Dielectric Characterization of Flexible Biofibers as a Potential Antenna Substrate for Wearable Antenna Application

• Published in: ICoCET 2024 - 2024 IEEE 1st International Conference on Communication Engineering and Emerging Technologies
• Main Author: Mohamad Sazali N.N.; Bakar A.A.; Abu Bakar N.H.; Ibrahim A.; Mozi A.M.; Radzali R.; Abd Rahim A.F.; Faudzi N.M.

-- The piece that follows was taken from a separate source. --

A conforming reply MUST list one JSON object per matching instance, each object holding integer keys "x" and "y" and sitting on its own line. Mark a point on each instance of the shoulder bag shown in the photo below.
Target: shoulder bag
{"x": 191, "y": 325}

• Format: Conference paper
• Language: English
• Published: Institute of Electrical and Electronics Engineers Inc. 2024
• Online Access: https://www.scopus.com/inward/record.uri?eid=2-s2.0-85209681133&doi=10.1109%2fICoCET63343.2024.10730337&partnerID=40&md5=dbe931f79c46f19911c6a71bc8b04b74

This paper presented the dielectric characterization of flexible biofibers, including pineapple leaves fiber, bamboo fiber, and jute fiber, as potential antenna substrates for wearable applications. The open-ended coaxial probe method was utilized with a vector network analyzer to measure the permittivity of the biofibers at 2.45 GHz. Microstrip patch antennas were then designed and fabricated using the biofibers as substrates and compared to a conventional Flame Retardant 4 (FR4) substrate. The results showed the biofibers have lower permittivity and loss tangent than FR4, leading to larger antenna sizes but lower radiation efficiency. Computer Simulation Technology (CST) microwave software simulated the antenna parameters like S11 and radiation pattern. The measured S11 results for the fabricated antennas showed they operate as single band antennas, dipping slightly below 2.45GHz. The biofiber antennas has also demonstrated good bending and conformability important for wearable uses. In conclusion, the biofibers are promising low-cost, eco-friendly, flexible substrate materials for wearable antennas, although further work is needed to optimize their properties. Their characterization provides valuable insights into developing future wearable antennas using sustainable natural fibers. © 2024 IEEE.